The first thing to say about this book is that the title is perhaps misleading. When I first saw it on the bookshelves in Waterstones, I assumed it was going to be a series of essays as to why we should all be feminists, but a quick look at the blurb told me otherwise. This book is a collection of essays from women and gender non-conforming people from marginalised communities who, in one way or another, have found that mainstream feminism (ie white feminism) has failed them. The book covers a huge range of topics, from the Black Lives Matter movement, to abortion rights in Northern Island, to immigration and refugee rights, to feminism in the diaspora. It was such an eye-opener into not just the way that mainstream feminism has left so many people behind, but the number of issues that are feminist issues and aren’t considered as such.

With seventeen essays I won’t delve into each one, but I’ll mention a few that stood out to me. Many of them were about how the civil rights movement and the feminist movement have failed to intersect, both in the UK and the USA, discussing everything from the way women are repeatedly left out of the Black Lives Matter movement to the way that suffrage movements often pitted white women and men of colour against each other, leaving out women of colour altogether.

‘A Hundred Small Rebellions’ by Eishar Kaur describes feminist politics in British-Punjabi communities, although the word ‘feminist’ is not used to describe them. She describes the way that neither white feminism nor Indian feminism is at all useful or helpful even though she and her family live in both of these worlds. In ‘Ends, Means and Subterfuge in Feminist Action’, Emer O’Toole describes the way that in order to decriminalise abortion in Northern Ireland, in what was an undeniably feminist campaign and cause, the only way to achieve success was to not say the F word and instead talk about the husbands and families whose lives had been affected because a woman was unable to get the healthcare she needed. Notably, the essay was written before the actual referendum, so at the time of writing O’Toole had no idea whether or not the campaign would be a success.

The essay that hit me hardest was Wei Ming Kam’s The Machinery of Disbelief, which delves into why British immigration laws (and immigration laws of most Western countries) are fundamentally patriarchal, and how there is little to no support for women caught up in a system of a country where they have no legal standing. I couldn’t quite believe that something that is clearly such a huge issue, and should be at the very least a core part of the shelter movement, had not only never crossed my mind but also never been brought up by politicians, campaigners, books, articles, news stories, even friends. It’s an enormous issue under our very noses and nothing is being done.

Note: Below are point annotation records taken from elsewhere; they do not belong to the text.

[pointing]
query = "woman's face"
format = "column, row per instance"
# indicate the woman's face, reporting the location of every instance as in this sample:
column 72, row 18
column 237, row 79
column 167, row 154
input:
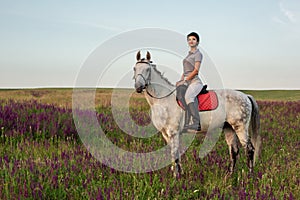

Every single person should read this book. It opens up your eyes to the plethora of human experiences, and a whole host of lives and stories that you probably didn’t know anything about. I defy anyone to read this book and not learn something. At it’s most basic level, it’s the difference between feminism and girl power. At it’s most complex, it’s the mechanics of societies all around the world that consistently leave behind the most vulnerable.